L'opinion de Bernard Landry #28

Le mur

D'où vient une telle inquiétude? D'une réalité implacable et très difficile à contrer: le vieillissement de la population.

L'opinion de Bernard Landry


De plusieurs horizons responsables, de droite comme de gauche, on entend répéter depuis quelques années la sinistre phrase suivante: "Le Québec s'en va dans le mur". Je n'aime pas cette façon de voir les choses, je ne voudrais pas y croire et j'ai toujours été optimiste quant à notre destin. Je le suis encore, mais à certains égards je suis inquiet comme bien d'autres. D'où vient une telle inquiétude?
D'une réalité implacable et très difficile à contrer: le vieillissement de la population. En soi ce n'est pas une mauvaise nouvelle. L'espérance de vie augmente, on vit plus vieux, globalement plus en santé et l'on profite de la vie plus longtemps.
Naguère plusieurs travailleurs, dans les métiers physiquement difficiles en particulier, prenaient leur retraite à soixante-cinq ans et mouraient avant soixante-dix ans. Comme disent les actuaires, cela rendait les fonds de pension plus faciles à gérer! On dit que les petites filles qui naissent aujourd'hui ont une chance sur deux de vivre jusqu'à cent ans. La courbe pour les hommes tend peu à peu à s'ajuster à celle des femmes. Alors, où est alors le problème?
C'est tout simplement que la proportion de ceux et celles en âge de travailler diminue par rapport à celle des retraités. Il y a actuellement au Québec environ 15% de la population qui est âgée de soixante-cinq ans et plus. Elle est toujours moins élevée que dans les autres pays développés, en raison des extraordinaires performances antérieures de notre natalité.
Au cours des âges, la démographie au Québec a été une des plus dynamiques de l'espèce humaine. Il est venu ici environ dix mille Français il y a quatre siècles. Leurs descendants, qui se sont fortement métissés il est vrai aux amérindiens, sont aujourd'hui autour de quinze millions. Sept million et demi ici, et autant ailleurs, principalement aux États-Unis où ils forment notamment 40% de la population du New-Hampshire. Aussi bien Madonna qu'Hillary Clinton ont des racines chez nous. Quant à l'organisateur de la campagne d'Obama, il s'appelait Plouffe...
Si les Français de France s'étaient reproduits au même rythme que nous, il y aurait aujourd'hui plus de Français que de Chinois! J'ai assisté, il y a quelques années, aux funérailles de Gérard Filion, un Québécois éminent et ancien directeur du Devoir. Il était né dans une famille d'une vingtaine d'enfants et il y avait une dizaine de ses propres enfants dans l'église.

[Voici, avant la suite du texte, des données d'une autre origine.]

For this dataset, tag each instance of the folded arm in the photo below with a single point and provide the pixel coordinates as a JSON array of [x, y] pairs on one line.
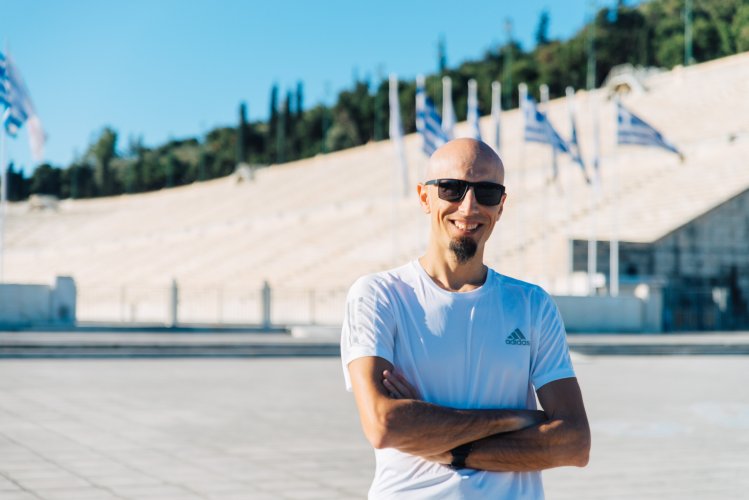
[[418, 427], [562, 440]]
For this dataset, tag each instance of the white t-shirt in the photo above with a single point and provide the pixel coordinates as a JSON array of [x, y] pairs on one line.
[[487, 348]]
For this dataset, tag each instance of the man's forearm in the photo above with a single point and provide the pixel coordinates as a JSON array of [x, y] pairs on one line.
[[426, 429], [550, 444]]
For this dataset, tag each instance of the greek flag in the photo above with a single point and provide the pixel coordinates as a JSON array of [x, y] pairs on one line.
[[631, 129], [3, 82], [473, 110], [396, 129], [428, 121], [20, 109], [574, 148], [448, 112], [539, 129]]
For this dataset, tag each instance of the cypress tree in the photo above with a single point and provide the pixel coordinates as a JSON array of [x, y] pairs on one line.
[[242, 134]]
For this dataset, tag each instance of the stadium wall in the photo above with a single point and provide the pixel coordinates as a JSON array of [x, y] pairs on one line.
[[25, 305]]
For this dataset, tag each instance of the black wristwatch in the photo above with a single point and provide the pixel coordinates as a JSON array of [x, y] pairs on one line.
[[460, 454]]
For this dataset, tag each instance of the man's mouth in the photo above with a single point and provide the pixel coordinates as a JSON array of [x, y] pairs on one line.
[[467, 227]]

Ne pensons plus évidemment à de tels chiffres de nos jours.
Jusqu'après la deuxième guerre mondiale, notre taux de natalité était encore supérieur à celui de la plupart des nations développées. Entre 1946 et 1966. ceux que l'on appelle les "baby-boomers" naquirent en très grand nombre. Puis, pour diverses raisons, les naissances passèrent de 140 000 par année à moins de la moitié par la suite. Nous sommes autour de 80 000 par année maintenant, grâce à une légère reprise. Nous avons maintenant 1,5 enfant par femme, alors que la France en a plus de 2, et est en passe de devenir le pays le plus peuplé de l'Union Européenne.
Les conséquences économiques et sociales de tout cela sont potentiellement très dangereuses. Dans moins de vingt ans, le quart des habitants du Québec aura plus de soixante-cinq ans. Il y aura donc plus d'inactifs et ils payeront moins d'impôts, pendant que leurs coûts de santé bondiront vers le haut.
Comment les travailleurs et les travailleuses d'alors feront-ils pour s'occuper solidairement des retraités sans être fiscalement écrasés et continuer à accroître leur propre niveau de vie. Adieu "liberté 55", c'est évident . Mais même l'allongement des années de travail et l'accueil des immigrants ne suffiront pas à nous tirer d'affaire.
Il n'y a qu'une seule vraie solution: l'éducation poussée à l'extrême. Cela nous permettra de faire avancer notre économie encore plus vers des secteurs à haute valeur ajoutée qui recoupent aussi bien l'aérospatiale que l'informatique ou la création artistique rayonnante.
En s'éloignant des salaires à douze, quinze dollars l'heure pour aller vers ceux à trente et quarante, nous pouvons vaincre le problème et vivre encore mieux que les générations antérieures. Nous avons affronté victorieusement un défi plus grand encore en modifiant notre économie de façon spectaculaire de 1960 à nos jours. Ce n'est donc pas le temps de décrocher. Il faut s'instruire et s'accrocher au savoir qui, seul, peut nous conduire à une société plus juste, plus riche, et encore plus agréable à vivre. Oui nous le pouvons!